Marijo Farah A. BenitezIpinost noong 2026-02-12 12:10:59 Love is in the air … not quite! SWS reveals Pinoys less happy with their love life

FEBRUARY 12, 2026 — Turns out, Cupid’s arrow isn’t hitting as many hearts as before. The latest Social Weather Stations (SWS) survey shows that only 46 percent of Filipinos say they’re very happy with their love life — a figure that has stubbornly stayed at its lowest since the question was first asked back in 2004.

Conducted nationwide from November 24 to 30, 2025, the survey asked 1,200 adults about their romantic satisfaction. The results? Forty percent admitted they “could be happier,” while 14 percent confessed they have no love life at all. That’s a lot of people either waiting for sparks or wondering if the fire has gone out.

Breaking it down, married women reported the highest happiness at 57 percent, while those with live-in partners dropped to 45 percent.
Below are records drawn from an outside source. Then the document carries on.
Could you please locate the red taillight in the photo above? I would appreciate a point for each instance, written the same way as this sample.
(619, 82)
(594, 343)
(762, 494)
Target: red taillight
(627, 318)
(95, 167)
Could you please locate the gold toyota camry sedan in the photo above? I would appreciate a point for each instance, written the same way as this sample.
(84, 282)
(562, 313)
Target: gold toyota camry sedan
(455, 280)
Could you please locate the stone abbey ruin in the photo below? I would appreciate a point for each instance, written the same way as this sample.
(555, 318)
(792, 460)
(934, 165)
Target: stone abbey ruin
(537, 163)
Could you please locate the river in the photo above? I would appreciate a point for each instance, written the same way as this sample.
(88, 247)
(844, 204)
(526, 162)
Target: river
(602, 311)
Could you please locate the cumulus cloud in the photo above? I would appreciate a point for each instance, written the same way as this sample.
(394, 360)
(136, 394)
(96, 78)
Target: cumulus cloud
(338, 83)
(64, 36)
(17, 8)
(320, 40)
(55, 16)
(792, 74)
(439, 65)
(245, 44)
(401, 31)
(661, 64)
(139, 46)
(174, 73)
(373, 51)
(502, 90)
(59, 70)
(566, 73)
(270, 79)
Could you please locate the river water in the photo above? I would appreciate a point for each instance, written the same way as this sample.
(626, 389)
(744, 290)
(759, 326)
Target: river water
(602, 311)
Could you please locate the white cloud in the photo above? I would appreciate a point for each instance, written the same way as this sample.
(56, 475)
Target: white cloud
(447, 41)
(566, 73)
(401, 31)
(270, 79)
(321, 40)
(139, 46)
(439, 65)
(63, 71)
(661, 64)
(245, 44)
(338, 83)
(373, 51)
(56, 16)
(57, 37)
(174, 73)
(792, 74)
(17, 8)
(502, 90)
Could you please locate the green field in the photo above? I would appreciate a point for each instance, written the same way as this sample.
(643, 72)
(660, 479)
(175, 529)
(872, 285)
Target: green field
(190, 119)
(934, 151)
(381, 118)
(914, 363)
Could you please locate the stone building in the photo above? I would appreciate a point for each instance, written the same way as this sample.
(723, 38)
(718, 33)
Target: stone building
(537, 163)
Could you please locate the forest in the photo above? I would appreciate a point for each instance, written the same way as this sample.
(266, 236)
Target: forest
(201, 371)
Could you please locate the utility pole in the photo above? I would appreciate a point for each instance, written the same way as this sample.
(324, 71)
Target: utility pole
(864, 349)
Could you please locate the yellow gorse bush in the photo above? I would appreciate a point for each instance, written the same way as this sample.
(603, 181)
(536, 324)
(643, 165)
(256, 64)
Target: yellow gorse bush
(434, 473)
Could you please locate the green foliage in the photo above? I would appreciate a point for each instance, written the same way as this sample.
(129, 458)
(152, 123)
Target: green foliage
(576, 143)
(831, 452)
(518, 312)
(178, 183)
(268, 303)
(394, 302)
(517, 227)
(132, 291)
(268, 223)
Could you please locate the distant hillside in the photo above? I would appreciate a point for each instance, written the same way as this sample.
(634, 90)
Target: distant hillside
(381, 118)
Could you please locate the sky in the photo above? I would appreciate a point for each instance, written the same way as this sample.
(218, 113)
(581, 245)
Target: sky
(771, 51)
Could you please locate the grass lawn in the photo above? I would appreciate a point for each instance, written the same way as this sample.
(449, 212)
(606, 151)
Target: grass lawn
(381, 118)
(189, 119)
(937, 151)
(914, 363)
Single women? Just 22 percent said they were happy. 

Men showed a similar pattern: 55 percent of married men were content, 50 percent of those with live-in partners felt good, and only 28 percent of single men claimed happiness. Interestingly, single men saw a nine-point jump compared to last year—proof that maybe being unattached isn’t so bad after all.

So what does this say about us? Filipinos are famously romantic, with “kilig” practically part of our cultural DNA. Yet the numbers suggest that love isn’t delivering the same high it used to. Maybe it’s the pressures of modern life, maybe it’s shifting expectations, or maybe we’re just more honest now about what makes us happy.

Still, while fewer Filipinos are “very happy” in love, the majority aren’t exactly miserable either. Most are somewhere in between — content but wishing for a little more. And isn’t that the story of love itself? Always chasing that extra spark, that elusive “kilig” that makes the heart race.

The survey reminds us that love, like life, isn’t always a fairy tale. But it also shows that happiness in relationships is fluid — it rises, falls, and sometimes surprises us.

So maybe we’re not falling out of love at all — just running low on “kilig.” What do you think?